The Wheaton Blog
Work from Home? 7 Tips for Moving Your Home Office
Self-employment can offer you a lot of freedom and flexibility. However, working from a home office also means that you’re responsible for tasks that would otherwise fall to your employer, and these tasks range from calculating your taxes to transporting your equipment during a move.
In this blog, we list seven crucial guidelines that can help you move your work space from your current house to your new home as simply as possible.
1. Begin Packing Early
Your home office likely includes multiple stacks of important papers, letters, and even office supplies. As with any part of your home, you want to declutter and downsize your office as much as possible before the move. Decluttering and packing early will mean you have fewer boxes to transport and that your new office will be more streamlined.
Designate a specific period of time just for home-office packing, preferably before you need to start packing up the other rooms in your home. Use this extra time to scan documents, shred sensitive materials, and file away any loose papers.
2. Develop a Work and Move Schedule
As soon as you have a general time frame for your move, create a schedule that accounts for everything you’ll have to do for work and for moving. Will you need to do any work immediately before the move? What about during your travel time?
If possible, ensure that any work that could come close to your moving day can be done from your personal electronic devices rather than your office equipment. Additionally, give yourself time for unpacking before you jump back into your usual work routine. You could need one to two weeks simply to unpack everything.
3. Figure Out Utilities in Your New Home
Once you have a definitive move-in date, contact your utility providers for your current house and future home. While fundamental services like electricity and water are simply switched over to your name on the chosen date and don’t need to be “turned on,” you may have other steps to complete before you can return to business as usual.
For example, if you perform work tasks or communicate with your clients online, you won’t be able to work from home until you have Internet service. Schedule the utility transfer two to four weeks in advance to ensure that you’re connected when it counts.
4. Notify Your Customers in Advance
If you work directly with your clients, make sure that they know your schedule and how to reach you if an urgent problem arises. If you don’t often speak to your clients via chat, text, phone, or video-chat conversations, you may want to provide multiple forms of notification to ensure that everyone knows you’ll be away from your desk for the duration of your move. For example, you may want to send out a form email or traditional letter and change your voicemail message to reflect the scheduling change.

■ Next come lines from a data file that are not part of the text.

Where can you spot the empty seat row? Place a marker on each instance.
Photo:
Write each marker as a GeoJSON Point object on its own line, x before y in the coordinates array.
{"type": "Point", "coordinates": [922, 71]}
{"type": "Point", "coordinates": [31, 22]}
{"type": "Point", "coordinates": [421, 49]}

Don’t forget to provide your customers with your new address and any altered contact information as soon as you return to work.
5. Plan for Heavy Containers
Many of the items found in a home office, from furnishings to books, can weigh down your moving boxes and make them difficult to carry. If you have several boxes of documents, books, expensive electronics, or other heavy items, plan ahead.
You will probably need assistance to carry, load, and unload these items. Consider hiring a professional moving team to handle these heavy containers. While your family members may be able to lift boxes full of business records, they may not know how to handle packages that are both heavy and fragile, like your desktop computer. A moving team can ensure that these items arrive at your new home office safely.
6. Pre-Design Your New Home Office
Determine the layout of your new office space. If possible, walk through the room and take measurements before your boxes are delivered. Check that your existing furnishing will fit into the space to create a functional and inviting work area.
You may want to sketch out your planned layout or use damage-free painter’s tape to mark where your office furniture will go. This step reduces the time necessary to unpack your office and return the room to its usual function.
7. Take Advantage of Your Current System
As you pack up, try to use your office staples in creative ways to simplify the moving process. For example, if you keep writing utensils, fasteners, and other supplies in a bookcase, you may be able to tape the drawers shut and load up the bookcase as is.
If you’ve invested time organizing a specific part of your office, smart moving choices can ensure that you don’t have to go through the tedious process again just because you changed locations.
No matter what services you provide from your home office, use these tips to ensure that you can get back to business as usual as soon as you arrive at your new home.